• Researchers found gray reef sharks surfing in the updraft zones
  • They don't do it for fun, but to reduce their energy expenditure
  • The findings could help explain why sharks prefer certain areas

What do sharks do if they have to save a bit of energy? Apparently, they surf.

Florida International University (FIU) marine scientist Yannis Papastamatiou noticed the odd behavior during a diving trip, the university said in a news release. He saw sharks moving against rather strong currents but they were "barely moving their tails."

In a system that's quite like a conveyor belt, a shark would let the current take it back to where it began once it reaches the end of the line. Then the next shark also does the same, and it continues.

"During the day, they're pretty placid and relaxed, swimming with minimal effort," Papastamatiou said.

For a new study, published in the Journal of Animal Ecology, an international team of researchers led by Papastamatiou used acoustic tracking tags, diver observations and even "animal-borne cameras" to observe the strange behavior in gray reef sharks in the southern channel of Fakarava Atoll, French Polynesia.

Their work confirmed that the sharks remained in the channel even during the daytime when they weren't hunting. The sharks chose updraft areas and, even changed the surfing depth depending on whether the tide is incoming or outgoing.

Using a biochemical model, the researchers found that surfing in the updraft zones allowed the sharks to save 10 to 15% of their energy.

"Gray reef sharks save energy using predicted updraft zones in channels and 'surfing the slope,'" the researchers wrote. "Analogous to birds using wind-driven updraft zones, negatively buoyant marine animals may use current-induced updraft zones to reduce energy expenditure."

In other words, surfing lets the sharks get some rest.

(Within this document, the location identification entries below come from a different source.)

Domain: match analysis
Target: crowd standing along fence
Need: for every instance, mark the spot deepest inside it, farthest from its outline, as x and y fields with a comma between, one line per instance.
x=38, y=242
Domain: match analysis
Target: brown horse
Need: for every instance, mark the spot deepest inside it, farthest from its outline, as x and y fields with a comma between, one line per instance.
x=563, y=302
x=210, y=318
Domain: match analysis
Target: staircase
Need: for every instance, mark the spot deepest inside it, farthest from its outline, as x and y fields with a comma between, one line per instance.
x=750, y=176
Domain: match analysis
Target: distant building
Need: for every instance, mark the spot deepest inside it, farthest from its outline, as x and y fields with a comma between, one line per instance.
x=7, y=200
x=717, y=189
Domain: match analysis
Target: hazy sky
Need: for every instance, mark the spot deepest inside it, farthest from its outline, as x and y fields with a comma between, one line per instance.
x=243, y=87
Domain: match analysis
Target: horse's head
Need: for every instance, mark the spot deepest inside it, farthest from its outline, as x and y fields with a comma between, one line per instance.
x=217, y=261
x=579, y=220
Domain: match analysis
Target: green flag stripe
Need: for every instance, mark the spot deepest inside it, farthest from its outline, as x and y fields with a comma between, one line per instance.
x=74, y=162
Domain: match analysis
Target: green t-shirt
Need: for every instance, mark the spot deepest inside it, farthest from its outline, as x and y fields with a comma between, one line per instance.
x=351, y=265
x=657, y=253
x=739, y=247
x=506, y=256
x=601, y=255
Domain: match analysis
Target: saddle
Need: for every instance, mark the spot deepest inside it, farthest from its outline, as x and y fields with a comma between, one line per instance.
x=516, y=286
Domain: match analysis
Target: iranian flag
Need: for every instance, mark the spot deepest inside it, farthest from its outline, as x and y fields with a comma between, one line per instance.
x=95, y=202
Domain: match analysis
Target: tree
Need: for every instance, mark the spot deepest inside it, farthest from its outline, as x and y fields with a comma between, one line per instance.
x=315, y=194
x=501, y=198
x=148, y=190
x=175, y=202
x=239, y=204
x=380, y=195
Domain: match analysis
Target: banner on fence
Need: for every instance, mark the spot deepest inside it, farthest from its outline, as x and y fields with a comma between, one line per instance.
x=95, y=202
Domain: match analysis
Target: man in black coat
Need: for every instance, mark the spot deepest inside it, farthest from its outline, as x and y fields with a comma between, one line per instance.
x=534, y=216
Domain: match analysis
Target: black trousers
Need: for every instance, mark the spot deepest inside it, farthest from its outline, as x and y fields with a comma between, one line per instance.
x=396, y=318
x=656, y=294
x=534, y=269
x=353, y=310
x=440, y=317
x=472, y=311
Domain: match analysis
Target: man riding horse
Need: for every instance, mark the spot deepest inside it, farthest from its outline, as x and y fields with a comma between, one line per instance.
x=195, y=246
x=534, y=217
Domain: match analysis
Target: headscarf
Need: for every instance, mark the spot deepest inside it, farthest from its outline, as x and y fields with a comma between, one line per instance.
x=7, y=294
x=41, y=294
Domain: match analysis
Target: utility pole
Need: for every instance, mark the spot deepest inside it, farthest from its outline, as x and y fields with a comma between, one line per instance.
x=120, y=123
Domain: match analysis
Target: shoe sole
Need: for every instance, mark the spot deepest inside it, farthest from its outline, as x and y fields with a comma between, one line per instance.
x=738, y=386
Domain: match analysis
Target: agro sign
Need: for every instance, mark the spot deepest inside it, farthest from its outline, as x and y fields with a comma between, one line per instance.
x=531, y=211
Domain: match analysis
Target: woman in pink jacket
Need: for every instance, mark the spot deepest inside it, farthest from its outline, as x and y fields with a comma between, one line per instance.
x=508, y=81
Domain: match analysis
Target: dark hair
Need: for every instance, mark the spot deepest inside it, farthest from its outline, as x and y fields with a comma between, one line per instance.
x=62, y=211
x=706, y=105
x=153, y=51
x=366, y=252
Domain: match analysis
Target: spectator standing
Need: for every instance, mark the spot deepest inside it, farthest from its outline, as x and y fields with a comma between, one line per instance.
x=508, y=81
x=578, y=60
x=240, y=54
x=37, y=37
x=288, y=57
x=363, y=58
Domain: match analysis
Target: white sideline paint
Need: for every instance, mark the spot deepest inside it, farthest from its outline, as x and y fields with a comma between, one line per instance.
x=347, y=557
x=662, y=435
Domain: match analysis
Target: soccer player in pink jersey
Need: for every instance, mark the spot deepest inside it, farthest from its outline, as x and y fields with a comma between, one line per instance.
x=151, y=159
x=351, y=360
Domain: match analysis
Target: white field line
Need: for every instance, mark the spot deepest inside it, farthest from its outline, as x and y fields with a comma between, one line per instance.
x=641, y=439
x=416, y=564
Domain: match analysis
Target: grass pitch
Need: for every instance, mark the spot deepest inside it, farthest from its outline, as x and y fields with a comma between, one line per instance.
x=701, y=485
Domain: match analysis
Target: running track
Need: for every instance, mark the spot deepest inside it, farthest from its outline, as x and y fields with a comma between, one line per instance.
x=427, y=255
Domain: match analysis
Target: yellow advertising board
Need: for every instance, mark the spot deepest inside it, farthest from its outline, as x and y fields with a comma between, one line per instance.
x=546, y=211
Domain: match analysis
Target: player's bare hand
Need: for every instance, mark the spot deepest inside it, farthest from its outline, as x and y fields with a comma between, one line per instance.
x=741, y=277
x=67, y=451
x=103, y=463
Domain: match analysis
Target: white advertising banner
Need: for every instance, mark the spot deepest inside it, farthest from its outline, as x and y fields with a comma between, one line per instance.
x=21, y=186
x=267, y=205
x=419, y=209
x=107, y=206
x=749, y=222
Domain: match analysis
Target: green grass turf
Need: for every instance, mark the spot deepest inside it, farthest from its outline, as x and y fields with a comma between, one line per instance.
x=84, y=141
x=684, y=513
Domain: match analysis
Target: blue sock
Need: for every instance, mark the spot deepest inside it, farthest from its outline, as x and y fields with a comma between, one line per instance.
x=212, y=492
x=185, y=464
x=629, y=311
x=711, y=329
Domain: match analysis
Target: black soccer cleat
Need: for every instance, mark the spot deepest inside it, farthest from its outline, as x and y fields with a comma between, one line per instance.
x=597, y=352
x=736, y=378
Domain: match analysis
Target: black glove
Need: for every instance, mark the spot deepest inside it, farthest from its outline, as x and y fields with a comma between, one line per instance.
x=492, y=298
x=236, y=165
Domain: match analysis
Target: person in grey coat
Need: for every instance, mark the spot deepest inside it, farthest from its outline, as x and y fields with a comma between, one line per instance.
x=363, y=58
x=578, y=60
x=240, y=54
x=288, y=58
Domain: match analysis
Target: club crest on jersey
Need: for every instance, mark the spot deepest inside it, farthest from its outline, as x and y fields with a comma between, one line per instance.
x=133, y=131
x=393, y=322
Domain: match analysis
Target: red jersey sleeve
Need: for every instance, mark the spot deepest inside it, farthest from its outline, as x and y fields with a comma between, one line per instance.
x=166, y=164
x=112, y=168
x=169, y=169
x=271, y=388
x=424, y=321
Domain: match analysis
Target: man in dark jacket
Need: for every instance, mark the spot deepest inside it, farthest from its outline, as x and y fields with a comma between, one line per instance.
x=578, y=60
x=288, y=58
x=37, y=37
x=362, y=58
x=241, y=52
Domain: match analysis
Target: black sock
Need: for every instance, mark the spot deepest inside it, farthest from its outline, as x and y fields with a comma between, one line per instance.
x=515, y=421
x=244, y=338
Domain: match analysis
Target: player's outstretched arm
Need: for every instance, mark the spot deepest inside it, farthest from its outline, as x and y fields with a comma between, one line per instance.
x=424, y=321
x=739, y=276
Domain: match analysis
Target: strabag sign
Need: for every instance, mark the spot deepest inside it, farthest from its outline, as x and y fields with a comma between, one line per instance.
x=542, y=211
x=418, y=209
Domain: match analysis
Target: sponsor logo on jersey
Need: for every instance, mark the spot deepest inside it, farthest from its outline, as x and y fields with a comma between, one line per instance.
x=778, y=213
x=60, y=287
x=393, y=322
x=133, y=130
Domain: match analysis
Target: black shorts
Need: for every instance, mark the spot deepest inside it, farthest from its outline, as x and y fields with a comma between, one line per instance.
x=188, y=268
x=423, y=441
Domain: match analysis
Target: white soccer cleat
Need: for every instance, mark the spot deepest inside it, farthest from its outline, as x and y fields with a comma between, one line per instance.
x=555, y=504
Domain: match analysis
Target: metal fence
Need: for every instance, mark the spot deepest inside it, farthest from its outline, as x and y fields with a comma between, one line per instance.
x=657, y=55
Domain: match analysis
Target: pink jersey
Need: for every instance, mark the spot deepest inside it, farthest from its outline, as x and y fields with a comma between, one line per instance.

The researchers' findings could help explain why there are more sharks in some places, the news release noted, adding that it may also help predict the places they prefer.

"This study is a nice demonstration of energy seascapes, a spatial representation of how much energy it costs an animal to move through an environment," Papastamatiou said.

"Marine environments are a lot more dynamic because of the water currents, which are much less predictable. They can change seasonally, throughout the day and even minute by minute. Ultimately, the energy seascape helps explains why these animals are in this channel hanging out there during the day. Now we have an answer," he added.